A commercial resupply spacecraft loaded with science experiments and cargo undocked from the International Space Station on Tuesday and performed a pinpoint splashdown hours later in the Pacific Ocean.

Dragon's return capped a 31-day space voyage of which 29 days were spent docked to the Earth-facing side of the space station's Harmony module. The supply ship delivered nearly 5,100 pounds of fresh oxygen, food, equipment and water to the four man, two woman international crew on Jan. 12.

Grappled by the station's Canadian-built robotic arm, the Space Exploration Corp. Dragon was released into space at 2:10 p.m. EST, as the two spaceships soared 260 miles high over southern Australia. Filled with 3,700 pounds of numerous biological and physical samples, equipment and trash, Dragon then performed a series of burns to place it on course for a deorbit burn.

Once Dragon reached a precise point over Earth, it fired its thrusters to slow down the craft's speed by two hundred miles per hour and drop out of orbit. Forty minutes later, two massive parachutes slowed the charred spacecraft down allowing for a safe water landing at 7:44 p.m. EST, 259 miles southwest of Long Beach, California.

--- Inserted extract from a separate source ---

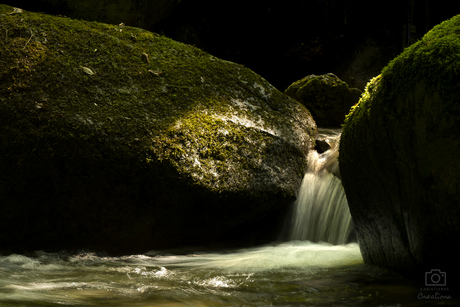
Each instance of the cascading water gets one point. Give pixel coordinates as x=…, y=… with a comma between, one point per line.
x=321, y=212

Dragon remains the only American spacecraft which can return science cargo safely to Earth so that scientists and engineers on the ground can analysis the data. This concluded flight was SpaceX fifth supply craft to deliver cargo and supplies to the space station and return successfully to earth.

"The ability to resupply and return this critical research continues to be an invaluable asset for the researchers here on Earth using the International Space Station as their laboratory in orbit," Kirt Costello, NASA deputy chief scientist for the International Space Station Program, said on Tuesday.

A European unmanned cargo craft is also due to depart the space station this week. The Automated Transfer Vehicle 5 will leave the orbital outpost on Saturday morning en route to a fiery re-entry and burn up over the Pacific waters.